L'une des contributions les plus originales du philosophe autrichien Ludwig Wittgenstein (1889-1951) est probablement sa critique de la métaphysique. Mais là où d'autres philosophes ont fait une critique théologique, historique, scientifique ou psychanalytique de la métaphysique, Wittgenstein en fait une critique essentiellement logique ou grammaticale. Pour lui, la métaphysique est un tissu de non-sens parce que, en gros, les termes qu'elle emploie n'ont pas la fonction grammaticale qu'ils prétendent avoir. Nous allons examiner ici, dans ce qu'il est convenu d'appeler "sa deuxième philosophie" un exemple significatif de ce que Wittgenstein reproche au langage métaphysique à travers la critique de la conception de l'apprentissage du langage que se fait Augustin.

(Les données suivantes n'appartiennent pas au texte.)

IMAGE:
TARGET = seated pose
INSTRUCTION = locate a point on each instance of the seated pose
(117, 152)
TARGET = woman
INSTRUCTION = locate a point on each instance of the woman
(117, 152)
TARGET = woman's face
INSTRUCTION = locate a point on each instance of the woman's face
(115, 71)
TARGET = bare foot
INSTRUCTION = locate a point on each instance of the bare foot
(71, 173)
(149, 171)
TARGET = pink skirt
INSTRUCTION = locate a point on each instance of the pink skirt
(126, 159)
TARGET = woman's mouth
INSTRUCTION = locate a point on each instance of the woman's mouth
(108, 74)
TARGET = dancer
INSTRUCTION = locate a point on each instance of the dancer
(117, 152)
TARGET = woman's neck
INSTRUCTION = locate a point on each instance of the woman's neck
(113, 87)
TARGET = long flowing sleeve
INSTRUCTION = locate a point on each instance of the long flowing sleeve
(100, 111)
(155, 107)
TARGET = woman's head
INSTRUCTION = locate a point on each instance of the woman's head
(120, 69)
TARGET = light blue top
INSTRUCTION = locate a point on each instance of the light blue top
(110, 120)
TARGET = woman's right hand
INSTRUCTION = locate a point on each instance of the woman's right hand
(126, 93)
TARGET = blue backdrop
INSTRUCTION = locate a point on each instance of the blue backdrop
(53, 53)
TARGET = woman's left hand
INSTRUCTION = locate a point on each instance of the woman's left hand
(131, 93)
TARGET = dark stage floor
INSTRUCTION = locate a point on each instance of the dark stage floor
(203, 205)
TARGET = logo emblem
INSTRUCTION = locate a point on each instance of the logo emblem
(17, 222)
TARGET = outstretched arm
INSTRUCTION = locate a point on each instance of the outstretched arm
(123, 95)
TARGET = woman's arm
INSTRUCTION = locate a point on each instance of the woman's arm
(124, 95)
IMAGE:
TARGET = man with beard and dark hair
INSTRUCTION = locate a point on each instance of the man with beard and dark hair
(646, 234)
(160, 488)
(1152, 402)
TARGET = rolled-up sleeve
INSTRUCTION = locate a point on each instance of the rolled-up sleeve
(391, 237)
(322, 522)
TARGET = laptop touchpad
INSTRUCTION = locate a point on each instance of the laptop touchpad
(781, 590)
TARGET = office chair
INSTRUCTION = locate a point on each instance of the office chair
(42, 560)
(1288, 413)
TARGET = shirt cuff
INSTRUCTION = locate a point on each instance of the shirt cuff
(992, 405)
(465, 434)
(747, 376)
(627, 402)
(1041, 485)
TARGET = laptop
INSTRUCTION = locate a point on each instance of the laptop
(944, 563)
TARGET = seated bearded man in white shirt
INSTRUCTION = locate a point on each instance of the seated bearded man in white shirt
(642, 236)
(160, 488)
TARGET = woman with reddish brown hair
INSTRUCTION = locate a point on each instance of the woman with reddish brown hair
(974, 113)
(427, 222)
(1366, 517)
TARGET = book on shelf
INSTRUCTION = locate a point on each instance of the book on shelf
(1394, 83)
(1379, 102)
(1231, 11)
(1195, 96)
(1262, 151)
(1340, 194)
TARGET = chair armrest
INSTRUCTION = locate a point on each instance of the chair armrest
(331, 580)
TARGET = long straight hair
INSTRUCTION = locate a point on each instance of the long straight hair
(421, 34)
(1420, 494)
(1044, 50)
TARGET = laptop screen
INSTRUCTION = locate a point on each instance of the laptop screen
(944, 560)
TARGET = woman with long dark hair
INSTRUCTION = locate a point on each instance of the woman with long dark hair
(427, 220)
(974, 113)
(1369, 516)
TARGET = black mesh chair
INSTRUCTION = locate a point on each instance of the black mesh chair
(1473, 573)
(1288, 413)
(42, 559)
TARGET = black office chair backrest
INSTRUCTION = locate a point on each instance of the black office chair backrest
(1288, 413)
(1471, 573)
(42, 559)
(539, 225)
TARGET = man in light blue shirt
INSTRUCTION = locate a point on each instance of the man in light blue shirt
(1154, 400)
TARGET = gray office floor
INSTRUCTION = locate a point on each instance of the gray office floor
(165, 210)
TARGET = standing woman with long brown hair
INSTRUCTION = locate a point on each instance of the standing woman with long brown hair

Comment avons-nous appris à parler ? Le problème d'Augustin

Dans les premières lignes des Recherches Philosophiques, Wittgenstein cite Augustin qui décrit la manière dont, selon lui, il a appris à parler :
Quand ils [les adultes] nommaient une certaine chose et qu’ils se tournaient, grâce au son articulé, vers elle, je le percevais et je comprenais qu’à cette chose correspondaient les sons qu’ils faisaient entendre quand ils voulaient la montrer [...]. C’est ainsi qu’en entendant les mots prononcés à leur place dans différentes phrases, j’ai peu à peu appris à comprendre de quelles choses ils [les sons] étaient les signes. (Augustin, Confessions, I, 8 in Recherches Philosophiques, §1)

Quelques années plus tôt, Wittgenstein avait écrit ceci en forme de commentaire dans sa Grammaire Philosophique :
Quand il parle de l'apprentissage du langage, saint Augustin ne parle que de la façon dont nous conférons des noms aux choses. La dénomination semble être ici le fondement, l’alpha et l’oméga du langage [...]. Mais à coup sûr il pense tout d’abord aux substantifs. (Et Platon dit que la proposition est faite de substantifs et de verbes.) Tous deux décrivent le jeu comme plus simple qu’il n’est. (Wittgenstein, Grammaire Philosophique, §19)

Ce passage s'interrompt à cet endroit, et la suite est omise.